5. "Sea, Swallow Me" feat. Harold Budd (The Moon and the Melodies, 1986)
Ushering in the Twins' oft-overlooked collaborative record with New Age keyboardist Harold Budd is perhaps the most frission-inducing album opener I've ever heard, (save for, perhaps, the formless immensity of The Cure's "Plainsong"). Budd sets the track in motion, steadily pumping the rusted pedals of a reverb-y piano arpeggio that drags a Christmas sleigh's worth of heavily distorted, jingle-bell guitar trills and searing cracks of whip-like snares. Simon Raymonde drips a melty, igneous bassline between the small cracks of Robin Guthrie's wintry wall of guitar, forming an amorphous shoegaze slush, stretched in repose on the sidewalk, reflecting the glossolalic glow of Elizabeth Fraser's vocals, at their most abstract and erratic on this album. "Sea, Swallow Me" is a chaotic tempest of dreamy/frustrated emotions, each flowing on their own current, navigable only by distant flares of percussion.
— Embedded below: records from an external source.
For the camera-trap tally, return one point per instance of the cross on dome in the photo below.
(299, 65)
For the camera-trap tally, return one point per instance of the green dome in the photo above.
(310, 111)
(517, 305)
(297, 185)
4. "Iceblink Luck" (Heaven or Las Vegas, 1990)
"Iceblink Luck" is the band's most immediate pop single, Guthrie's grainy guitar raining down upon a tinny post-punk bassline like dollar store fireworks on the Fourth of July, Fraser sending wobbly strands of harmony into the night sky. Its inclusion in Jeremy Klein's part of Birdhouse's 1992 skate video Ravers makes it all the more iconic.
3. "Bluebeard" (Four Calendar Cafe, 1994)
2. "Cico Buff" (Blue Bell Knoll, 1988)
Teeming with tropical rhythms and sparkling waves of guitar, Blue Bell Knoll is my most revisted Cocteau Twins album for good reason: it's the perfect blend of vivacity and droney meditation. Take standout cut "Cico Buff" for example, its pensive shoegazery ballooning with potential energy, waiting to burst until its crescendo of distorted riffage and Fraser's aggressively pretty intonations.
1. "Half-Gifts" (Twinlights, 1995)
My official introduction to the Twins still provides the same goosebumps raising vibes that it did through the speakers of my family's grey minivan on drives to church, Kroger or the library when I was an impressionable grade-schooler. From its funereal chord progression to its swells of strings to Fraser's raw, wavering delivery, the acoustic version of "Half-Gifts" on the rare Twinlights EP is hauntigly spare, a rickety framework of the Twins' former sprightliness, their eventual breakup looming in the shadows. Gothic melodrama it its finest.